The Mario movie is going to be a thing that exists?

The Super Mario Bros. Movie teaser trailer has been released. Up until now, it didn’t seem real to me. While my hopes are not high for this film, that doesn’t mean a disaster is necessarily guaranteed, right? 

The Super Mario Bros. Movie Teaser Trailer

Mario is the most iconic videogame character in history. For over 40 years, he’s been in some of the most memorable and influential games in history. Few would disagree that he’s a pop-culture behemoth. It may be easy to ask that with all of this star power (pun intended), how has he not been on the big/small screen before? The answer is he has.  

The Super Mario Bros. Super Show! (1989) was an animated children’s show that was best remembered for having wrestling personality Lou Albano voice the titular Italian plumber. It was cancelled after one season with 52 episodes and is barely remembered today. 

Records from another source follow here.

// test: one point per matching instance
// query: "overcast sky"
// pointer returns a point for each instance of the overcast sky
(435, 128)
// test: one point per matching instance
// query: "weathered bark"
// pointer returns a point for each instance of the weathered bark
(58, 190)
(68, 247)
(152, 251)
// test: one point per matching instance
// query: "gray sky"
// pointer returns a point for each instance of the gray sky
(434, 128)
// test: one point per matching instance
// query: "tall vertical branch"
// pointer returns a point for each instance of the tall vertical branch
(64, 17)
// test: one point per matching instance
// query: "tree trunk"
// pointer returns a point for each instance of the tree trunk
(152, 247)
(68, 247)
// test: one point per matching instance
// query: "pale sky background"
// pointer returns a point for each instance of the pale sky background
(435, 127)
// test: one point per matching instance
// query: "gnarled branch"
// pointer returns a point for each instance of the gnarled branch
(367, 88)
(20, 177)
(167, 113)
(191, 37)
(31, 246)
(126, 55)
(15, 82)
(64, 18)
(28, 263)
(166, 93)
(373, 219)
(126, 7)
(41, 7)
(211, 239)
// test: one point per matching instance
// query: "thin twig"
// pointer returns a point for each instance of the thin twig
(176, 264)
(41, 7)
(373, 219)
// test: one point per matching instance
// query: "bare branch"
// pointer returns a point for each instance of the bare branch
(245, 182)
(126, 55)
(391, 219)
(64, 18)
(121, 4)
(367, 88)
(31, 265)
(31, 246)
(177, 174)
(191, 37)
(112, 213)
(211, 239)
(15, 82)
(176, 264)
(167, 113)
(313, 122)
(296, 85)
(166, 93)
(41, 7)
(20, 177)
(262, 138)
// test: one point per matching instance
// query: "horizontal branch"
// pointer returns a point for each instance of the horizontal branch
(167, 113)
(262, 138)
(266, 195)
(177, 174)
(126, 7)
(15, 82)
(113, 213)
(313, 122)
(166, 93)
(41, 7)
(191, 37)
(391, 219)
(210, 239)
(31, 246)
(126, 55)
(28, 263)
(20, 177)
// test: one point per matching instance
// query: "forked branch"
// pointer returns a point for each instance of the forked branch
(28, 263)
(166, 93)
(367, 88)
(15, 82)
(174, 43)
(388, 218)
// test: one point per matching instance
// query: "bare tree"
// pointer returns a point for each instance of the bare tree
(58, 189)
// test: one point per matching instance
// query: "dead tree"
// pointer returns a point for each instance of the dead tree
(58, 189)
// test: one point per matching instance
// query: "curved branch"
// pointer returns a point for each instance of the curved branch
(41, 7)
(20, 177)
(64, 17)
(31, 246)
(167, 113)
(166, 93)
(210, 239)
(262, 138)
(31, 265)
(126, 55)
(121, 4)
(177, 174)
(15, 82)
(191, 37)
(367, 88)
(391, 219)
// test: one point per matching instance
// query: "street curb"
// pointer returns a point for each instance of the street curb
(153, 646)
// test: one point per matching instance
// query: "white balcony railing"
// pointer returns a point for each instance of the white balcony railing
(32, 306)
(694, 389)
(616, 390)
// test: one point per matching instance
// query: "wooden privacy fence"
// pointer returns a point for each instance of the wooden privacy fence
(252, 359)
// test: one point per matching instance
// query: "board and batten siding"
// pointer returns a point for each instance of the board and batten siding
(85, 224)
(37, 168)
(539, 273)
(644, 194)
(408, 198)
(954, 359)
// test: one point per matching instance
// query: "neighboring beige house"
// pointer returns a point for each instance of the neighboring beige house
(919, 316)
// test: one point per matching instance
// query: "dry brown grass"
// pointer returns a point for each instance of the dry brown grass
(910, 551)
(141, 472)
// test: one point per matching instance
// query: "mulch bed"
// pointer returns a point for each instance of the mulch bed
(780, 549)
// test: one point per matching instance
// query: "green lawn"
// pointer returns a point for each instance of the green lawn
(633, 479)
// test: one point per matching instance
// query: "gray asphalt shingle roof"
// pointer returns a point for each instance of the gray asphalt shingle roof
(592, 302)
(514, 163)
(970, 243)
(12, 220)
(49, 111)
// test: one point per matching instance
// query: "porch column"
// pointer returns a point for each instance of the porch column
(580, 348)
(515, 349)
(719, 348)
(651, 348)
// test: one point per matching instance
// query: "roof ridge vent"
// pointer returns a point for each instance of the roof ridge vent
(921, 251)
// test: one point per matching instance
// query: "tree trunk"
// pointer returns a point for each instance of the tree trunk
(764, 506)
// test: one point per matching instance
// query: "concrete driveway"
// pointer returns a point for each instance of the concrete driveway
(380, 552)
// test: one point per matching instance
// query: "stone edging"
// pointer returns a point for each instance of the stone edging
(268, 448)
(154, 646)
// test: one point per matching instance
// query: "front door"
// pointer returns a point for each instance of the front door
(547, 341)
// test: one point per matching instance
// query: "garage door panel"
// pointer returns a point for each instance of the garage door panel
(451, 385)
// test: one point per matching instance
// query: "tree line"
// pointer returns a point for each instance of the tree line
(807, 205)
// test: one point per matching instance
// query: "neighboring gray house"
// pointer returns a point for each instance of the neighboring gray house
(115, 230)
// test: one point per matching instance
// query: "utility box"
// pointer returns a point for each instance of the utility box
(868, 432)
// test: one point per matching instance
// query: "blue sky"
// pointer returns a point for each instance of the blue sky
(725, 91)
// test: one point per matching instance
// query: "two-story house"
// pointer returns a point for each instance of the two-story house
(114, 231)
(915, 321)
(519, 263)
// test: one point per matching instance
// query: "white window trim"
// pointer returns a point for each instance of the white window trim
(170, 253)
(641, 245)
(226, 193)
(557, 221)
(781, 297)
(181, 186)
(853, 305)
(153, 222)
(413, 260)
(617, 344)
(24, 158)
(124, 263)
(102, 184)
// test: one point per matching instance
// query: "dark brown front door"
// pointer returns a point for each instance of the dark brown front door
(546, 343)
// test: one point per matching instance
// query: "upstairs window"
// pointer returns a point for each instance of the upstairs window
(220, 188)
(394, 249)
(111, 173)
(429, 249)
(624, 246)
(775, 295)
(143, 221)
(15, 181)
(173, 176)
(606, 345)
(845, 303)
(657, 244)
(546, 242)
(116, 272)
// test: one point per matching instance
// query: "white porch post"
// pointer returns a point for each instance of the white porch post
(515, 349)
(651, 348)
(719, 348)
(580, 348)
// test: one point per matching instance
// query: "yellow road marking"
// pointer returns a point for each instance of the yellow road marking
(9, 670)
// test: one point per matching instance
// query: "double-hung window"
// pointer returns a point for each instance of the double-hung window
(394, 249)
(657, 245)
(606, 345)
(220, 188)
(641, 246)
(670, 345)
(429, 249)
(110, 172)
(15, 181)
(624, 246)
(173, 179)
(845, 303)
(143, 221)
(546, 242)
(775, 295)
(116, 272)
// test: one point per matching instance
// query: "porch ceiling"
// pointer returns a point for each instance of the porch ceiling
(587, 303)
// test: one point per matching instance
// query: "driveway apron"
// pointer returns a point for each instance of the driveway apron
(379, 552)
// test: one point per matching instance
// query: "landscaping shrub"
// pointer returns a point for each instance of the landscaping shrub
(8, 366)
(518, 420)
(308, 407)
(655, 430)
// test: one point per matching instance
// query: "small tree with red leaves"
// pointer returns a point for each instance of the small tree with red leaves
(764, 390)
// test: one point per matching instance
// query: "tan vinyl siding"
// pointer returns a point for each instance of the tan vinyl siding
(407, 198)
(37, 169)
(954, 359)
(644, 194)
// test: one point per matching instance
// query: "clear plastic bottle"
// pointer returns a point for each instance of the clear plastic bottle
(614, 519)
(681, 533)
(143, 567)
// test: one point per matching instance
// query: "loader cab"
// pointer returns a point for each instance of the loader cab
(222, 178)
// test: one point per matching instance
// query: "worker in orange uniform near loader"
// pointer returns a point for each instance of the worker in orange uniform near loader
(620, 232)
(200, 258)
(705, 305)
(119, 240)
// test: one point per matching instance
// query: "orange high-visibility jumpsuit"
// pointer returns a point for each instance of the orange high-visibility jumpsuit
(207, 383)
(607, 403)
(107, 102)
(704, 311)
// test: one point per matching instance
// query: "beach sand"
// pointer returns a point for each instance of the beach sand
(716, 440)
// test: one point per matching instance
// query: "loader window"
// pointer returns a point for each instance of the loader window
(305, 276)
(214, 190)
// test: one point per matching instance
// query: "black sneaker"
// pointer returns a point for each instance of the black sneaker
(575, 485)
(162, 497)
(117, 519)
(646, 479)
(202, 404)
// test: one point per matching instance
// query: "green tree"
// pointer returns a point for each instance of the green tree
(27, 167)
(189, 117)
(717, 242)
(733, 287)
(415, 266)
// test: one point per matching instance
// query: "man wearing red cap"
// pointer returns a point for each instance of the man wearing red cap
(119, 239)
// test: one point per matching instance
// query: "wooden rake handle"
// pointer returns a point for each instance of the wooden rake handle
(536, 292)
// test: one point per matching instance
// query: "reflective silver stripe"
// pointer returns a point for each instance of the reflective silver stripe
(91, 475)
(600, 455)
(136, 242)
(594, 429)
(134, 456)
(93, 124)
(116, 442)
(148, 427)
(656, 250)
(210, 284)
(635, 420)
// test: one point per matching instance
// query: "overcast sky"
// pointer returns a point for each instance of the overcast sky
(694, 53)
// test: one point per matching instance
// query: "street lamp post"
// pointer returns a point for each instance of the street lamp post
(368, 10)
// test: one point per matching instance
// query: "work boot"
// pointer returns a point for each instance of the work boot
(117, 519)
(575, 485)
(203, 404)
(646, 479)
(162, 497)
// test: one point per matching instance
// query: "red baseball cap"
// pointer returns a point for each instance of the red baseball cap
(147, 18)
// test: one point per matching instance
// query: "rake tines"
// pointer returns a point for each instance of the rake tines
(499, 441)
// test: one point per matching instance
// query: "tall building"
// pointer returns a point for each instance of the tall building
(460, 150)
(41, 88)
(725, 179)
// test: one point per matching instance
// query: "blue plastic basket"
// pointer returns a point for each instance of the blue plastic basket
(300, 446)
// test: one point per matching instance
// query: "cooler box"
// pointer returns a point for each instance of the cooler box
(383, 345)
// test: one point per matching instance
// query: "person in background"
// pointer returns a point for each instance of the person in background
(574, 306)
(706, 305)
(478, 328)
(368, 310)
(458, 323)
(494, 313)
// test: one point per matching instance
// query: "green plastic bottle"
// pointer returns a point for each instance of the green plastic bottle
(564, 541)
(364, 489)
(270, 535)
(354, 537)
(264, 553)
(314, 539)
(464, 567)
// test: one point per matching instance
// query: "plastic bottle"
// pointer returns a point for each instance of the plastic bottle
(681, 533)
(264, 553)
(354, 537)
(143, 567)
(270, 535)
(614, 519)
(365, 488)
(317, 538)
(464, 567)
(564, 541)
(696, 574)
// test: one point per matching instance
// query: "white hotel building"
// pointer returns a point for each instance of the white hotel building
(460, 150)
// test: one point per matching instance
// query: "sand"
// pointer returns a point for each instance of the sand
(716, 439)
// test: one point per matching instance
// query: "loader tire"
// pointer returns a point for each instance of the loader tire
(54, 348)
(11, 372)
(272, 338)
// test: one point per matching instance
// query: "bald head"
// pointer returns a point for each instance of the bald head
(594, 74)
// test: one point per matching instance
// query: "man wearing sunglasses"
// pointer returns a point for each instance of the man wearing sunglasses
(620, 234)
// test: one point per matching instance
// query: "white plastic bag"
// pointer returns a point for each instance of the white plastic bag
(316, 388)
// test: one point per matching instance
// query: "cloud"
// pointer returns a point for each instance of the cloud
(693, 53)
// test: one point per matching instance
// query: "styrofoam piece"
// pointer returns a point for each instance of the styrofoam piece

The Adventures of Super Mario Bros. 3 (1990), based on the game of the same name, was released to little fanfare. It was cancelled after one season, only releasing a measly 26 episodes. Super Mario World (1991) befell the same fate, being cancelled after one season of only 13 episodes. I didn’t know either series existed until I began researching this topic.  

This has been Mario’s experience in animation, an unmitigated failure. It may have been thirty years since his last animated appearance (aside from in video games, of course), but I still am apprehensive about welcoming his return. Also, most of the episodes of these animated series are available on Prime. I don’t know why you’d want to watch it, but that’s your business. 

Mario’s more infamous appearance came in his first-ever feature film, Super Mario Bros. (1993). The film was an unmitigated disaster, with ticket sales failing to break even on the film’s budget. Critics, audiences, the production staff and actors all hated it. Bob Hoskins, who played Mario, claimed that working in the film was a nightmare and that he and the actor who played Luigi would get drunk before shooting and between scenes.  

Few concepts have found less success outside their primary medium than Mario. That said, I think The Super Mario Bros. Movie will be successful, at least from a financial perspective. The word is out about the film; Nintendo and Illumination have dumped millions into advertising. I suspect two types of people will come to watch the film; people who are hoping to love it and those expecting to hate it. Both will come out in droves. 

When the voice actors were announced, the entire internet laughed simultaneously. Much has been made of non-voice actors added to a film for credibility, but The Super Mario Bros. Movie takes it to the next level. Luigi is voiced by Charlie Day, Jack Black voices Bowser, Seth Rogan voices Donkey Kong, and perhaps most incredulously, Chris Pratt is voicing Mario. 

 Aside from Chris Pratt being a laughable choice for Mario, I think what’s particularly infuriating is that Mario has already had a voice actor. For the last 30 years, Mario has been voiced in his games by Charles Martinet. It’s already been revealed that he’s making a cameo appearance in the film; why can’t he voice Mario? 

The teaser was recently released, and it looks… decent? I dislike Illumination, and I think their animation style is lazy, but I must admit that everything in the teaser looked visually attractive. The whole Bowser sequence was fun-  strangely, I couldn’t tell that Jack Black was voicing Bowser. Mario sounds bizarre to me, perhaps it’s because I’m still fuming about his casting, but something sounds off. 

Overall I think the teaser asks more questions than it answers. The animation looks promising, but some of the settings and voice acting make me nervous. When it comes out, The Super Mario Bros. Movie will be one of the year’s biggest films, but that doesn’t guarantee quality.  

Hopefully, Mario can star in something well-received that isn’t a video game, but if history and optics are any indications, we should hold our breath.